The preindustrial, indigenous peoples of the earth usually managed to live in relative harmony with their ecosystems. If the industrial ecosystem can manage to change from a linear sequence of mining, processing, and polluting, to a circular system of processing and recycling, if the snake can grab its own tail, to use a Native American image, then perhaps humanity can tread the Earth lightly, even with six billion people.

REFERENCES

[1] The classic work on the statistical mechanical nature of economics is Philip Mirowski’s More heat than light , Cambridge University Press, 1989, from which many of the ideas of the first paragraphs were taken.

[2] Fixed capital was defined initially by Adam Smith as, basically, the means of production, that is, the plant and machinery that was fixed and used to make more wealth. Circulating capital, according to Smith, are the intermediate goods that exist within the market before the goods turn into final goods. Circulating capital, not fixed capital, is represented in the general equilibrium model.

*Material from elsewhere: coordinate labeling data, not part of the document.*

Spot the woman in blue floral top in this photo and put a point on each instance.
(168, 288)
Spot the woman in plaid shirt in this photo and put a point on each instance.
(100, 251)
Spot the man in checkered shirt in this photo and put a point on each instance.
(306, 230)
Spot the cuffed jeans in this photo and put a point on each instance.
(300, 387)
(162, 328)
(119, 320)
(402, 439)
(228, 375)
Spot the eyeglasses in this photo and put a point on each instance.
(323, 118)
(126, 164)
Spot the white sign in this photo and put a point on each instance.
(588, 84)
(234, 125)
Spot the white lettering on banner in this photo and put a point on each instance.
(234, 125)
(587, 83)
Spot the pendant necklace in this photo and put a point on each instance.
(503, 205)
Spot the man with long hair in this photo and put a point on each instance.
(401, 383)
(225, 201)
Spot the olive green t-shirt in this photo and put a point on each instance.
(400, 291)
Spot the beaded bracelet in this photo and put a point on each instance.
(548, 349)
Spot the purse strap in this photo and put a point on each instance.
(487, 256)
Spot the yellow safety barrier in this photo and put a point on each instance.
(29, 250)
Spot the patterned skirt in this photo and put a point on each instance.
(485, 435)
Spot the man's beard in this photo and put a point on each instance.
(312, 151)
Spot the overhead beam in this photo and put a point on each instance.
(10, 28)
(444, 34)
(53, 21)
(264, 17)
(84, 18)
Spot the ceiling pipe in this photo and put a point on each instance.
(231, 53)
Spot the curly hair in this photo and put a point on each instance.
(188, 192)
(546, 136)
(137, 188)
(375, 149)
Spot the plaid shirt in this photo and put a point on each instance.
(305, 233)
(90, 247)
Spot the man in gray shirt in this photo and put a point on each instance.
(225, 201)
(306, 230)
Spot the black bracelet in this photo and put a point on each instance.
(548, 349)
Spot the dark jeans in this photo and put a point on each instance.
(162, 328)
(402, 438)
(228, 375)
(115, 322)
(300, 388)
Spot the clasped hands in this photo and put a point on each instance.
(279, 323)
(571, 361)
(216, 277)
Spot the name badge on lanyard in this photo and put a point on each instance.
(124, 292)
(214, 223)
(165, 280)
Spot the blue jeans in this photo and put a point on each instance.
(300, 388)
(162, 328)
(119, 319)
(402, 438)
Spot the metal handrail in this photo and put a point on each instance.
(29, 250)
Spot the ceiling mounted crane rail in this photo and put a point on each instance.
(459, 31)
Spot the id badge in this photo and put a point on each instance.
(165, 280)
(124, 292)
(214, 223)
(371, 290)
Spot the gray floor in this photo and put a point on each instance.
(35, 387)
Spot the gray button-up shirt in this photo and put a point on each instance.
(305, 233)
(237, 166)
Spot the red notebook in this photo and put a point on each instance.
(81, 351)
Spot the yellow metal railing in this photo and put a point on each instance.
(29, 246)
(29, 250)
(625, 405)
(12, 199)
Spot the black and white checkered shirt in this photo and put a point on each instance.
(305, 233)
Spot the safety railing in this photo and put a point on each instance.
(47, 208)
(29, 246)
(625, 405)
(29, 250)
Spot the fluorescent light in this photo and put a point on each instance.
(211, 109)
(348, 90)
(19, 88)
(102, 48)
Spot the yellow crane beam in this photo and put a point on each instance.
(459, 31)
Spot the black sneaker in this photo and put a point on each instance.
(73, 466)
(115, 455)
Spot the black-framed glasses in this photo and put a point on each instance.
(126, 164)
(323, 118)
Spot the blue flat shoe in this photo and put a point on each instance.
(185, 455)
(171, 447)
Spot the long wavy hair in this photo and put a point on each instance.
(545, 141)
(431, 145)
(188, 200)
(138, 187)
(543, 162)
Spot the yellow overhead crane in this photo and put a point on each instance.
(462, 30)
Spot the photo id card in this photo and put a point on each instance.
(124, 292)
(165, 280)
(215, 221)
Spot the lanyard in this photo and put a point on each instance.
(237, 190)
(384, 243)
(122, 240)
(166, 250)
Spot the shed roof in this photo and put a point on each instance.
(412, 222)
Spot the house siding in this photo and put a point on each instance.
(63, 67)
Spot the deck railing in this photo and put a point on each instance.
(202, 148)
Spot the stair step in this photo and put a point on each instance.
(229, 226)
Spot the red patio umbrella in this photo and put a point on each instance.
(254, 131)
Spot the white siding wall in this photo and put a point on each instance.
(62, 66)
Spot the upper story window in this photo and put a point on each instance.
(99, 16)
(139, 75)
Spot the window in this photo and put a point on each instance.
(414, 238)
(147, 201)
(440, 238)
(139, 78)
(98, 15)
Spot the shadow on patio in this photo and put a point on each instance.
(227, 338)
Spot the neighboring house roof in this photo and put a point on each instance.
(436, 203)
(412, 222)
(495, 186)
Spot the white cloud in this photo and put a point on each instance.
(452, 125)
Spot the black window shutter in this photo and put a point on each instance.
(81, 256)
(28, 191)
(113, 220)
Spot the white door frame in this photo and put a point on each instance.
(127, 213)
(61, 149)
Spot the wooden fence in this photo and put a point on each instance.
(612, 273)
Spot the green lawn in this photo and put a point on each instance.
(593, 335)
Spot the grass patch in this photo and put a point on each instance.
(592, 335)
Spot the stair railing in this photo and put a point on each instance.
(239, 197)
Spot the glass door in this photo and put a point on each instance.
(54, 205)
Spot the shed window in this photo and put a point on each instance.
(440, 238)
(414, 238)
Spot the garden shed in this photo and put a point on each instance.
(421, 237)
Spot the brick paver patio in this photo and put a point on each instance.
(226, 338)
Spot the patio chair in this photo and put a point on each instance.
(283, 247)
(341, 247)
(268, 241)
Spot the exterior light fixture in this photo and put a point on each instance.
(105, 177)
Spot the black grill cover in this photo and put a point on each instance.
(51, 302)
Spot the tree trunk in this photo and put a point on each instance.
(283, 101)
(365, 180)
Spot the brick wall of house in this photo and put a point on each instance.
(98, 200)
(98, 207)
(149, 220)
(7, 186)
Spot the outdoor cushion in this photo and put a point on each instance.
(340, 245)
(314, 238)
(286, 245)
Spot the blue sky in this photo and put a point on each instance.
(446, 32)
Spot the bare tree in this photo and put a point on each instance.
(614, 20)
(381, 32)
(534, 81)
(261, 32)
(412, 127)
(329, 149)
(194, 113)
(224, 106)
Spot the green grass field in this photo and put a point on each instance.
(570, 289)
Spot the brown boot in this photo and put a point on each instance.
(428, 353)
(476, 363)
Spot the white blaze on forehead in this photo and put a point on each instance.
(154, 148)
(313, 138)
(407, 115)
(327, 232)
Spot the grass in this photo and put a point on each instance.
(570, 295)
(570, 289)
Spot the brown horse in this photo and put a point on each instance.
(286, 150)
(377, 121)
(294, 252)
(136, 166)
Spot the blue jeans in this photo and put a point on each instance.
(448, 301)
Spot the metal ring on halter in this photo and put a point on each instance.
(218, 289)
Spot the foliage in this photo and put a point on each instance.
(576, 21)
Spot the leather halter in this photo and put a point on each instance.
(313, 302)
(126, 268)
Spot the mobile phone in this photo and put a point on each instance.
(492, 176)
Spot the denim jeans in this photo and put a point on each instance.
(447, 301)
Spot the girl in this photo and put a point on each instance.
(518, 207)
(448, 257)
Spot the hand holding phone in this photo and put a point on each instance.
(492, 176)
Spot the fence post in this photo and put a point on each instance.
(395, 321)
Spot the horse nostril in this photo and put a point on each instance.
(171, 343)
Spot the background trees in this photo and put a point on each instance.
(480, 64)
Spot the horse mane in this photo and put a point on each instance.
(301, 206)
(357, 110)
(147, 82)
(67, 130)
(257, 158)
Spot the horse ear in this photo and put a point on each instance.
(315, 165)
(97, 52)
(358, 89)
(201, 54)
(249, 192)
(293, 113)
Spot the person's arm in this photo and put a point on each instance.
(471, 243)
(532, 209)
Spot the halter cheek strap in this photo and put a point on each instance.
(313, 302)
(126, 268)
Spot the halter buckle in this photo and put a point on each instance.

[3] Joseph Schumpeter’s phrase, ‘creative destruction’, is constantly thrown around by economists, but it is the only major concept of his that they use, and it does not pervade the conceptual core of economics, which we are concerned with here.

[4] For a more detailed discussion of the problems of economics, growth, and capital, see my dissertation chapter on the subject, available at the following link .

[5] E. O. Wilson, The Diversity of Life , 1999.

[6] J. R. McNeill, Something New Under the Sun; an environmental history of the 20th century , 2001.

[7] Gunderson and Holling, Panarchy: Understanding transformations in human and natural systems , 2001.